We give you thanks and praise
for accepting us into your family.
Send us out with your blessing,
to live and to witness for you in the power of your Spirit,
through Jesus Christ, the firstborn from the dead.
(Anglican Church of Kenya, Our Modern Services [Uzima Press, 2002], 83).
In the practice of Communion, I was invited to rehearse bodily what I believed doctrinally: By grace, we are grafted into God’s family. I knew this intellectually, but was undone by the tangible, liturgical expression of Christ’s profound welcome. Week after week as I came to the Table—his Table—he confronted my fear of abandonment, my feelings of displacement, my shame. And in exchange he offered me himself. Slowly, I found a new sense of belonging at this Table.
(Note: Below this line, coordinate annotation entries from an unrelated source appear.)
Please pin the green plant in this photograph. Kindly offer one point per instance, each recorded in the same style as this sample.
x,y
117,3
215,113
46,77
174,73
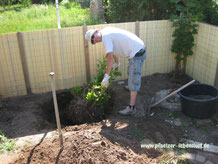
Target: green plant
x,y
184,21
77,91
5,3
94,93
6,145
25,2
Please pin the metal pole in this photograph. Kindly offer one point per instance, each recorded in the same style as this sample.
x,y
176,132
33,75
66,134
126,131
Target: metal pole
x,y
58,17
56,109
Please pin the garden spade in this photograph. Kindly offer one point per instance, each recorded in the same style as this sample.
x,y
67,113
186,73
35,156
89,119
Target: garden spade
x,y
56,109
152,104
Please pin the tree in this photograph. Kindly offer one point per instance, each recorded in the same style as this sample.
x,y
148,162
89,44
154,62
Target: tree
x,y
184,20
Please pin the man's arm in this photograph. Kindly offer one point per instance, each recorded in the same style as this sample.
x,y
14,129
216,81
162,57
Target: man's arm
x,y
109,62
105,81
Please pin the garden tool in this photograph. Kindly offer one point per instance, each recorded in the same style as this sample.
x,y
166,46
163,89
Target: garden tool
x,y
152,104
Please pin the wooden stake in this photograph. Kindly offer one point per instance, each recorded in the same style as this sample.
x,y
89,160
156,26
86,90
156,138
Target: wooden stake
x,y
137,28
86,48
56,109
24,62
216,76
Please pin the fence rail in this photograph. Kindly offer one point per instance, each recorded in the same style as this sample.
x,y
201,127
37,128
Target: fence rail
x,y
27,58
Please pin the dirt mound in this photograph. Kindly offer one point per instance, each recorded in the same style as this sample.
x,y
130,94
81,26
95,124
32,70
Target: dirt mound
x,y
74,111
82,145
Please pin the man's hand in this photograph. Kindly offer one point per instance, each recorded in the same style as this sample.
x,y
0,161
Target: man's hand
x,y
105,81
116,65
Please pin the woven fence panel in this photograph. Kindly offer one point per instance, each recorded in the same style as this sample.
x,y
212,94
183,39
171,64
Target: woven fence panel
x,y
62,51
202,65
157,36
11,74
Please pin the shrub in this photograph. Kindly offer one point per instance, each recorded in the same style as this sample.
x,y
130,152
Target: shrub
x,y
185,29
95,94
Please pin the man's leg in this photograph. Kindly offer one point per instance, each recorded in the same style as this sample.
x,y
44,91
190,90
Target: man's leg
x,y
133,95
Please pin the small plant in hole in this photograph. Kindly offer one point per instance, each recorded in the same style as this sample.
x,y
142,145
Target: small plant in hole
x,y
94,94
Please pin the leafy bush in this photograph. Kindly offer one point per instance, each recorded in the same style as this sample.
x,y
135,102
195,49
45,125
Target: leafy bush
x,y
95,94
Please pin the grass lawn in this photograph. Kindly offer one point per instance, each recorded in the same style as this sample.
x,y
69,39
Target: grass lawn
x,y
38,17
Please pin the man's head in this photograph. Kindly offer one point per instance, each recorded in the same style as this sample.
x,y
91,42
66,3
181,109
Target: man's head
x,y
94,36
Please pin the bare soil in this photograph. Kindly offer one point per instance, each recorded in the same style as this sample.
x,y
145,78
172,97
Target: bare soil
x,y
115,139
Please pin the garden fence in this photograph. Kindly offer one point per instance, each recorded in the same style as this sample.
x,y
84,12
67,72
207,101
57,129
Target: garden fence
x,y
27,58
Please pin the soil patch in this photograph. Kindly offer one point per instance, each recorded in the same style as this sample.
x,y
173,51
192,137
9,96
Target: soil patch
x,y
115,139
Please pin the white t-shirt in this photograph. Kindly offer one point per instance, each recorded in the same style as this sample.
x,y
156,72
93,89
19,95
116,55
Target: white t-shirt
x,y
121,42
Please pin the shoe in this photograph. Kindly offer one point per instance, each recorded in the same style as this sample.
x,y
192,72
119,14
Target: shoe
x,y
126,87
116,65
127,111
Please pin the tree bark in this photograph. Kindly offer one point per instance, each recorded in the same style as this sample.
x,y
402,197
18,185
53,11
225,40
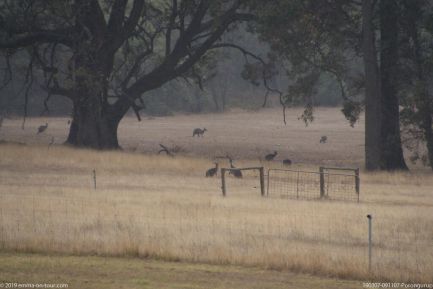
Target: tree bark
x,y
93,126
392,154
373,146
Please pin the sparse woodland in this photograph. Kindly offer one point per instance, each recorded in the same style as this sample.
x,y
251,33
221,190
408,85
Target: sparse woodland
x,y
118,119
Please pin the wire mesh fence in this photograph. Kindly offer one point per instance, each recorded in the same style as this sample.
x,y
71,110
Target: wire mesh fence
x,y
313,185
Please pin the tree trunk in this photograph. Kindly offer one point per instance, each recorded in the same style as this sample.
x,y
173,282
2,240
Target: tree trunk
x,y
373,146
93,126
392,152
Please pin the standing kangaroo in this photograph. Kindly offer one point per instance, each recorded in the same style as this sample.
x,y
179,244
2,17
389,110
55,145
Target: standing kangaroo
x,y
198,132
212,171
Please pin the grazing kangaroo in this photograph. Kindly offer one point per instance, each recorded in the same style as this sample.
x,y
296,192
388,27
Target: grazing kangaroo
x,y
42,128
235,173
270,157
198,132
213,171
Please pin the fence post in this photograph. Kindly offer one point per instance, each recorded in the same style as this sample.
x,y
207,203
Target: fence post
x,y
267,183
262,181
357,182
94,178
322,182
223,181
370,217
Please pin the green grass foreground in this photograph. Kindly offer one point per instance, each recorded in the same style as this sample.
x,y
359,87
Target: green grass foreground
x,y
109,272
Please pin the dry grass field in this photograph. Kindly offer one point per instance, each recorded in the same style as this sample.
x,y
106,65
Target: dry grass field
x,y
151,205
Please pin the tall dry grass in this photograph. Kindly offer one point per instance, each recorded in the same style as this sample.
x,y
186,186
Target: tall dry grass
x,y
147,205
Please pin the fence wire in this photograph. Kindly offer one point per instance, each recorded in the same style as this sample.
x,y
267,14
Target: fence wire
x,y
312,185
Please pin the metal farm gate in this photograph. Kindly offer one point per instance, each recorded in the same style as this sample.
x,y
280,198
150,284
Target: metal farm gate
x,y
325,184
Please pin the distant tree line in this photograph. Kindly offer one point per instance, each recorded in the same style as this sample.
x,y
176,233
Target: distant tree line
x,y
109,56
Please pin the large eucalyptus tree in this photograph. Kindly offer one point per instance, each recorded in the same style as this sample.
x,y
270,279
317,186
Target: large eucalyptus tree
x,y
104,54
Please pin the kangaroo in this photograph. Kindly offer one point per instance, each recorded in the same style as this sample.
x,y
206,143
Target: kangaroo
x,y
198,132
42,128
212,171
270,157
235,173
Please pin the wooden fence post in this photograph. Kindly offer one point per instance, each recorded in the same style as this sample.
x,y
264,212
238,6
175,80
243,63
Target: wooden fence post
x,y
322,182
357,182
262,181
223,181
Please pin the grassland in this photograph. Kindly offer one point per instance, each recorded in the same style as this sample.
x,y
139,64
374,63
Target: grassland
x,y
113,273
148,205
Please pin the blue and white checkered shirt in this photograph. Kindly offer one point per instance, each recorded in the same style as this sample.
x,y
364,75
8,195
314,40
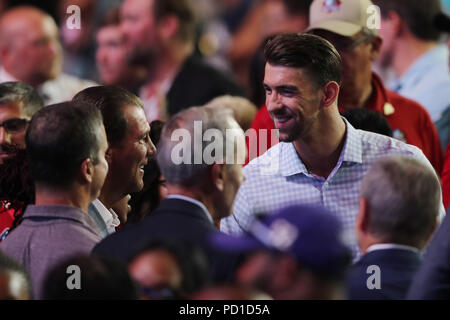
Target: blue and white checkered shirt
x,y
279,178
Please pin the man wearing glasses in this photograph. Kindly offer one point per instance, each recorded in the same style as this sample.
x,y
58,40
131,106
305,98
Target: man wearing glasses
x,y
346,24
18,103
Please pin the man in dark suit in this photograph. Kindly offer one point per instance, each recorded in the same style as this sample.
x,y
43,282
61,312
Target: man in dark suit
x,y
201,187
399,206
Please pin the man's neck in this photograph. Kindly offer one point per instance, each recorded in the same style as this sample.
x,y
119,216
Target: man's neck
x,y
407,51
353,99
50,197
320,151
168,63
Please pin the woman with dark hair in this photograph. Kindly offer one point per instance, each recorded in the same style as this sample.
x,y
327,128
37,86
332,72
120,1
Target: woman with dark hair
x,y
144,202
16,191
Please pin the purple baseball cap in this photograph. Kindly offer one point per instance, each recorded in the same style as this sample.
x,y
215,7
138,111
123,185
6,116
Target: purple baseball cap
x,y
310,234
The Bible describes Christian faith primarily in familial terms. Those who follow Jesus are called his bride, his body, his brothers and sisters. In teaching his disciples to pray, he instructed us to call God “Father” (See Mt 6:9). And in teaching us to worship, he instituted a meal. In my tradition we call this meal a “sacrament,” which stems from the word mystery: When we share the Lord’s Supper, we mysteriously experience fellowship with him. We eat from his table. We are accepted into his family.
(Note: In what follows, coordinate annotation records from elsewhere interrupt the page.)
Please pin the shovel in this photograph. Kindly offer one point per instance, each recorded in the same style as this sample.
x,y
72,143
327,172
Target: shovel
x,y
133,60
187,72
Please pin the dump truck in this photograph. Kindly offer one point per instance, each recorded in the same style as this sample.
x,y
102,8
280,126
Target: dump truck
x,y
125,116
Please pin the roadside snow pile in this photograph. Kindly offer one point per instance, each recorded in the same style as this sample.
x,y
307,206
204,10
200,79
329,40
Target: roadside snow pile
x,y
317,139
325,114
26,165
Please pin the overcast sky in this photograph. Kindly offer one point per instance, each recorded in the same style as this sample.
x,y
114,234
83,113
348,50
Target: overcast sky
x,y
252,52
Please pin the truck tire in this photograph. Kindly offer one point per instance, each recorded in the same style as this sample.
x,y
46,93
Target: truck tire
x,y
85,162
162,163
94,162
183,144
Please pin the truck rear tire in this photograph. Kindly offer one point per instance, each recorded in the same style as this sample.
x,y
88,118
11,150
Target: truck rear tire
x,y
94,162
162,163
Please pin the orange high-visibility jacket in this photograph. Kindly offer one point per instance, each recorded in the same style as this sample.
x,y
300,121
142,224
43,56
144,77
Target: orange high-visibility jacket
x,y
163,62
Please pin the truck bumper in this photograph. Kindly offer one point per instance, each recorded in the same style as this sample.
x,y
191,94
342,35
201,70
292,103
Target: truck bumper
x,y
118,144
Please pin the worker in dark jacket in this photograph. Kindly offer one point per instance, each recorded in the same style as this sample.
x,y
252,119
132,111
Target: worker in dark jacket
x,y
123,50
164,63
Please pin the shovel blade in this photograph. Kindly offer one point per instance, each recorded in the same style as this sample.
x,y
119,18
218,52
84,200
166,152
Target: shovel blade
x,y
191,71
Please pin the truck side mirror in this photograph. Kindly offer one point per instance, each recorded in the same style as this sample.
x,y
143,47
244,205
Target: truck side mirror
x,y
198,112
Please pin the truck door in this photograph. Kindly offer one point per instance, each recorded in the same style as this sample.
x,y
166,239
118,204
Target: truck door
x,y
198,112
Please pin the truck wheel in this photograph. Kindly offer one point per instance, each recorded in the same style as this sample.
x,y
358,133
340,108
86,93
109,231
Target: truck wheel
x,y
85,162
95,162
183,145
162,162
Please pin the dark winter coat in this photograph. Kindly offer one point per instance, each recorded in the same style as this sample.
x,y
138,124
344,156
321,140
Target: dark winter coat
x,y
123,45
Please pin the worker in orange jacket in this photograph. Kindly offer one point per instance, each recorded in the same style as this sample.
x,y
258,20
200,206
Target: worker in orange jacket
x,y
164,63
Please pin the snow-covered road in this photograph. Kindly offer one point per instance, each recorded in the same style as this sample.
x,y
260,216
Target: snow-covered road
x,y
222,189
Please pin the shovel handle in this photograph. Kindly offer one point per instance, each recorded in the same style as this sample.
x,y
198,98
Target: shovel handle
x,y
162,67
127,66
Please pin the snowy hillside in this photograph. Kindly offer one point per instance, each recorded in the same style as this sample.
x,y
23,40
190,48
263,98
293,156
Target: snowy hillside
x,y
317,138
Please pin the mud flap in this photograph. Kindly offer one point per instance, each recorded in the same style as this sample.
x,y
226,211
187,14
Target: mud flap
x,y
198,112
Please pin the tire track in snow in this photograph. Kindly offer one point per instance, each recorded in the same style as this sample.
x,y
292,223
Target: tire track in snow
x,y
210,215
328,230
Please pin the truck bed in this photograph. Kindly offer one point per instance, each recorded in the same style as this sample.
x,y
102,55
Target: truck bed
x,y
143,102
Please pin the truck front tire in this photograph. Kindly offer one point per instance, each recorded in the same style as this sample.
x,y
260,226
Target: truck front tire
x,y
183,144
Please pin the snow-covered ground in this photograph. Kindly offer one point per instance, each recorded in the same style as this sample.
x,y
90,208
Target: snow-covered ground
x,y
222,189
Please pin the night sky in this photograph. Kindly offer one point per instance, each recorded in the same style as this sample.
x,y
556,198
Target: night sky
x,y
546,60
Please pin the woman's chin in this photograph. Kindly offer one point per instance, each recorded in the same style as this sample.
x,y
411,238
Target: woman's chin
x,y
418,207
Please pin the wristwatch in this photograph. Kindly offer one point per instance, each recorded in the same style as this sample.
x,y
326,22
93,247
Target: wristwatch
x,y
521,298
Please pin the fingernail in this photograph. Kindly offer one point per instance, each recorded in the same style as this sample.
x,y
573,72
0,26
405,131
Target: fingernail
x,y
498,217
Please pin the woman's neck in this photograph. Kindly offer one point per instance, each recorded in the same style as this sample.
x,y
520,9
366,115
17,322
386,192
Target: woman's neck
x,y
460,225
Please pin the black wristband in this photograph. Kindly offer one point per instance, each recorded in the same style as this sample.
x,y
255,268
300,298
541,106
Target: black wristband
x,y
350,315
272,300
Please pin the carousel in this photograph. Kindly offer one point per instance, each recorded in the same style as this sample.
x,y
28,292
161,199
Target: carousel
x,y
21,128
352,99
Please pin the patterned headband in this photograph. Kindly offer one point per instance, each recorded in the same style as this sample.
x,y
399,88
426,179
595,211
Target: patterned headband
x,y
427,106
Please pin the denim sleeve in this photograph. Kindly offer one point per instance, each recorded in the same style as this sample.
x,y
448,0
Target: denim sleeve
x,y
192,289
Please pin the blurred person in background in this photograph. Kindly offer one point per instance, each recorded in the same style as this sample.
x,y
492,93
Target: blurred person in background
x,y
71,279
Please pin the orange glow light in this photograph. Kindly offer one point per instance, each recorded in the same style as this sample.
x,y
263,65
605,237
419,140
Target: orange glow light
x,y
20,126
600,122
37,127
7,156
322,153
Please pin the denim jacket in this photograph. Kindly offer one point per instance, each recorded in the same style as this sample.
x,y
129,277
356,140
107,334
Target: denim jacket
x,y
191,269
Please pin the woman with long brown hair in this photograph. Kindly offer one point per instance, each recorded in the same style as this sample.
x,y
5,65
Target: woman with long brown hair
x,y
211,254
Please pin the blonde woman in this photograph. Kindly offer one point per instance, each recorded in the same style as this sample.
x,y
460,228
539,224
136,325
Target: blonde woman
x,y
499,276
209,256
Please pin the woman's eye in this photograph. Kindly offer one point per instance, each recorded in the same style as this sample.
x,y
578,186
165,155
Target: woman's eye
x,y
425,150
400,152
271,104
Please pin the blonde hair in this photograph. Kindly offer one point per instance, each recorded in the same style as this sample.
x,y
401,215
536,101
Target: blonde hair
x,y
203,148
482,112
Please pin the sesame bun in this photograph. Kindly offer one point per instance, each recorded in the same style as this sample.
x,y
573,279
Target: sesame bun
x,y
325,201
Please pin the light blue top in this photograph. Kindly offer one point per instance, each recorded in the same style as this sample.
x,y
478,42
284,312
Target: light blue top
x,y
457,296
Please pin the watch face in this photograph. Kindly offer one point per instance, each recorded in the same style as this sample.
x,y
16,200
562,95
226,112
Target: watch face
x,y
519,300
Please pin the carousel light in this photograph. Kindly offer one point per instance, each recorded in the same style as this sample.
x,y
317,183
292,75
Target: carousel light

Belonging to God’s family doesn’t replace our family of origin. It doesn’t erase traumatic memories or the ache of personal losses. But it does write them into a larger story of hope. Communion with Christ reorients us to face our various griefs from a place of safety and strength. In him we find a home.
I’ve been receiving weekly Communion for about twelve years now. As a priest, I am often on the other side of the Table from where I first began receiving. When I hold the bread and wine before my congregation, I extend to them the same invitation that healed me: “Taste and see that the Lord is good!” (Ps 34:8). I do so even though my own healing isn’t complete—and won’t be until he comes.